Wednesday, March 29, 2006

Librarians, Do not gently into that good night!

I just received a voice mail from a faculty friend who has a friend retiring from law practice. She is considering post-law things to do with herself and wants to talk to me about law librarianship. Here is the gut kick: She does not want to go to library school.

Of course, my faculty friend sees nothing amiss here. Her friend has no idea she has said anything at all offensive. They would be outraged or amused if somebody told them they wanted to practice law without going to law school. We librarians have failed so badly at defining our profession and its training standards that nobody thought that was an odd thing to consider. Maybe we do deserve to die out!
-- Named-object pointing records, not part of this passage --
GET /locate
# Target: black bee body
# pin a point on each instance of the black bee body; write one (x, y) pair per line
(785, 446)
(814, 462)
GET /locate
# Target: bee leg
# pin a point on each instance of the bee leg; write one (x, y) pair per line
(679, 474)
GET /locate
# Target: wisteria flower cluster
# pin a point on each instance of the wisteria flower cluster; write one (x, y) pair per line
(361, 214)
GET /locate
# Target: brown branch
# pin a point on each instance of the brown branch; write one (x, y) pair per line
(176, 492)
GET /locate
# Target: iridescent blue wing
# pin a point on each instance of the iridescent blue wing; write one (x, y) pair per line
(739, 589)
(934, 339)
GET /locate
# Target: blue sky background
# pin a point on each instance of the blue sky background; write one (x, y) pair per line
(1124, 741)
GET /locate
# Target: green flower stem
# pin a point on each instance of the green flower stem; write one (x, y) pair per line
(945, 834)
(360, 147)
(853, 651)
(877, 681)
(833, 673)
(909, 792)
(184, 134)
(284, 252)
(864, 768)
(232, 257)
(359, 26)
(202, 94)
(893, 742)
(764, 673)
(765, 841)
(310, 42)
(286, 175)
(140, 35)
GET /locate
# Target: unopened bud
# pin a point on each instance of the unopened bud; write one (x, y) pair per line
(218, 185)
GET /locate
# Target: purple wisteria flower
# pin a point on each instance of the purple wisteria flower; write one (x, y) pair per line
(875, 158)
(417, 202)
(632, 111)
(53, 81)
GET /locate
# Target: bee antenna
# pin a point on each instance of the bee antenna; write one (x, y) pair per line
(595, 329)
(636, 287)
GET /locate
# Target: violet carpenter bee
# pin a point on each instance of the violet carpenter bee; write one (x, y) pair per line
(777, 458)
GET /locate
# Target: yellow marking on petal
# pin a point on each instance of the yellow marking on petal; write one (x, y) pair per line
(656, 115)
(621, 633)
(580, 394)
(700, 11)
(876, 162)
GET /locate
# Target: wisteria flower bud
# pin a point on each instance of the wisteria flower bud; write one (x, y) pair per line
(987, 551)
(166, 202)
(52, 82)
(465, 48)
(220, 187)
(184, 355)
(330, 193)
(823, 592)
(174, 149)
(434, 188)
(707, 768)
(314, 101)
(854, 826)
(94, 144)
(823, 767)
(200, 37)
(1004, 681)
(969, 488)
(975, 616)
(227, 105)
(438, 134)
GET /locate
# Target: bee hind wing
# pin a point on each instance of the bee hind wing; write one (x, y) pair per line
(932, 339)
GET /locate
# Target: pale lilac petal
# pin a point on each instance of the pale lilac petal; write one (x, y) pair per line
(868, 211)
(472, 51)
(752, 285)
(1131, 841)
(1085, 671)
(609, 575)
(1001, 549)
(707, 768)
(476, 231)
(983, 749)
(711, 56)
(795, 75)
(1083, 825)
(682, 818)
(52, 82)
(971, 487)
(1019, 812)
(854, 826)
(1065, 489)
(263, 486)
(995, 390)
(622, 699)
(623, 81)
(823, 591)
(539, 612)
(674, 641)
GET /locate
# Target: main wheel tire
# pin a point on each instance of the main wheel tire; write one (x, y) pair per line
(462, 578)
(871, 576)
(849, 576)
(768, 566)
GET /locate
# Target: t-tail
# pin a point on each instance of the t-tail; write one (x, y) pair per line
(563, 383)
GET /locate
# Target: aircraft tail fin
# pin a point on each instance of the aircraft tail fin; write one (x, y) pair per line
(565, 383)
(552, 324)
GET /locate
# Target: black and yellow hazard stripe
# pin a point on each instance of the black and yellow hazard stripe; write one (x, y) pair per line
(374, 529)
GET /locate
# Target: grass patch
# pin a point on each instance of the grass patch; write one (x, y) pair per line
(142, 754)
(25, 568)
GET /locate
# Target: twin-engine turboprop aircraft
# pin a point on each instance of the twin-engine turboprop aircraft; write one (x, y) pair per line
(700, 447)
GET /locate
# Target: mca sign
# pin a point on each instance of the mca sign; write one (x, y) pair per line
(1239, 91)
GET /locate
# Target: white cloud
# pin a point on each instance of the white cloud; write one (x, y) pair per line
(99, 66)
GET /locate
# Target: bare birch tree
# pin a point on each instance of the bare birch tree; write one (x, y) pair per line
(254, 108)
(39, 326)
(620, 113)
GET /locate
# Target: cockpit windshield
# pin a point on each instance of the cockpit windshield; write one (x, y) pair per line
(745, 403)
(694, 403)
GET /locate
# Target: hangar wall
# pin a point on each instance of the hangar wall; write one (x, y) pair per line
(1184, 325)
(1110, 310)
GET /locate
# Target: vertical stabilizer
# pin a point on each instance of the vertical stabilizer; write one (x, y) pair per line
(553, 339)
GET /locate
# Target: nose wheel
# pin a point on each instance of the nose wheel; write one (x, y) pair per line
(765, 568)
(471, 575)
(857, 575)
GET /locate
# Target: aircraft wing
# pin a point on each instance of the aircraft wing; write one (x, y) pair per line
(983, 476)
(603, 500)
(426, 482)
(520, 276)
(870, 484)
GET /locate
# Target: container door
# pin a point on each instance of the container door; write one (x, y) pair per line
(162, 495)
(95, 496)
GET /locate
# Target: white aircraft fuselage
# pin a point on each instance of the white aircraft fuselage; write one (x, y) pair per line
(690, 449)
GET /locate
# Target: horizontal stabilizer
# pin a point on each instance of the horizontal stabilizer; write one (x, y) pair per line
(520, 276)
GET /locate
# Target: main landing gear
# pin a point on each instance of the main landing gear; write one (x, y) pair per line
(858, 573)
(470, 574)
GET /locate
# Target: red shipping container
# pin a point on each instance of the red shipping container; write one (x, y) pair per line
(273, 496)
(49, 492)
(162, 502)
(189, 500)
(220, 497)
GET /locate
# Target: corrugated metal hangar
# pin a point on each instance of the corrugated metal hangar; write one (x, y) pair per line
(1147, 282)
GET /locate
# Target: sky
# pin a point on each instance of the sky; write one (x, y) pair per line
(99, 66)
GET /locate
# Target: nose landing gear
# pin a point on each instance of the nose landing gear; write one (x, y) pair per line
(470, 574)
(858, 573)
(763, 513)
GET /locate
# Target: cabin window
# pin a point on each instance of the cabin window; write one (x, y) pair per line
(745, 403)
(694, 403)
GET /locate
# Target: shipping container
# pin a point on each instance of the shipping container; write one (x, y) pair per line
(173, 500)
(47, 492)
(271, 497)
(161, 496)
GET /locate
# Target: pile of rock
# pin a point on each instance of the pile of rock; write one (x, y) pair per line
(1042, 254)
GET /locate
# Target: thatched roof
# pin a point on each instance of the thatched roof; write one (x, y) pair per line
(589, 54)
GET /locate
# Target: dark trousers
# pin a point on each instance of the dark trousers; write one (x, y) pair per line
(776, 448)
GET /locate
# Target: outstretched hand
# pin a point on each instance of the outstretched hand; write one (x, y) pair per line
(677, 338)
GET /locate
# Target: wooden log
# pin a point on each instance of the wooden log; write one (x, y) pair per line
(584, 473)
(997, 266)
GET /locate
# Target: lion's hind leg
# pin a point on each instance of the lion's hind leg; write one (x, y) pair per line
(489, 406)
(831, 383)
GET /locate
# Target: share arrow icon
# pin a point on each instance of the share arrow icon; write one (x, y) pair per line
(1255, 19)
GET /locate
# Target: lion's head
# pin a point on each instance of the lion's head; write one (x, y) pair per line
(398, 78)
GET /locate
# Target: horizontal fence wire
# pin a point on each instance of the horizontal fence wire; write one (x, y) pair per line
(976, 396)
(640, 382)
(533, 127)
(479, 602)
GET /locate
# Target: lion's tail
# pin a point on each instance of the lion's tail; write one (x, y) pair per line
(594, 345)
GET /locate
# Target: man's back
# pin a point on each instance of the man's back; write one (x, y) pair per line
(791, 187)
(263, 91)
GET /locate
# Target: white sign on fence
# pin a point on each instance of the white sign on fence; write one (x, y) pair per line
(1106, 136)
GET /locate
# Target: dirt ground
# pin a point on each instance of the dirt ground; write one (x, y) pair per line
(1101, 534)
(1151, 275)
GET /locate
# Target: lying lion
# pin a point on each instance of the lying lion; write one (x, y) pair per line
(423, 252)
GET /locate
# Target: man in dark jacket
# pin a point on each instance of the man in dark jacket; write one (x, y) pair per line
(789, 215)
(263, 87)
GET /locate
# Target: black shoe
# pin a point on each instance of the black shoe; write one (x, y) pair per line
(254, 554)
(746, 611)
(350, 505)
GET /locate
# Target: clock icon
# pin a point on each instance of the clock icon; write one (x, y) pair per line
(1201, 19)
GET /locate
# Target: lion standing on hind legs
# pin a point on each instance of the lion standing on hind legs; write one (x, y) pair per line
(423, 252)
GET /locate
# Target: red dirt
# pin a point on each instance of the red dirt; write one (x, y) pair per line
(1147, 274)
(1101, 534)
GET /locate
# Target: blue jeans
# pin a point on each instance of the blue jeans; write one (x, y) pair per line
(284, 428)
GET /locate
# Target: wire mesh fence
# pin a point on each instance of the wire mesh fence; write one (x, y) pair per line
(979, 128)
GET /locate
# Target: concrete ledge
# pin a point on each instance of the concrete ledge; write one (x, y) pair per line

But here is the irony. I don't think for a New York minute that law school prepares young lawyers any better for practice than library school prepares young librarians! I've been to both. I've been a newly hatched lawyer and a newly hatched librarian. And I can tell you, I felt a LOT less prepared as a lawyer!

So, what are librarians doing wrong?

Well, for one thing, people compare lawyers to sharks, right?

Nobody compares librarians to sharks, or anything very dangerous. Except maybe a few FBI agents who are very frustrated by the ALA's opposition to the USA PATRIOT ACT. People like librarians. We are fuzzy and cute. Well, maybe not fuzzy and cute, but harmless, anyway, not imposing. (of course, there is the point that nobody much likes lawyers, but at least they never think about practicing law without going to law school, doggone it!)

Maybe we need more librarian action figures. Librarian cartoons with butt-kicking heroes who fight for the right and make sure the book is on the shelf, too. I just loved Mary Whisner's title:


See Rex Libris, a comicbook series by James Turner for one, here. You will want to follow the adventures of Rex Libris, Librarian:

The astonishing story of the incomparable Rex Libris, Head Librarian at Middleton Public Library, and his unending struggle against the forces of ignorance and darkness. With the aid of an ancient god who lives beneath the library branch, Rex travels to the farthest reaches of the galaxy in search of overdue books. He must confront incredible foes, such as powerful alien warlords who refuse to pay their late fees. Wearing his super thick bottle glasses, and armed with an arsenal of high technology weapons, he strikes fear into recalcitrant borrowers, and can take on virtually any foe from zombies to renegade public-domain literary characters with aplomb.

But, I sense we need more pizazz... something like Lara Croft of Tomb Raiders, she says, shamelessly. Ideas, anybody? We need to save this excellent profession!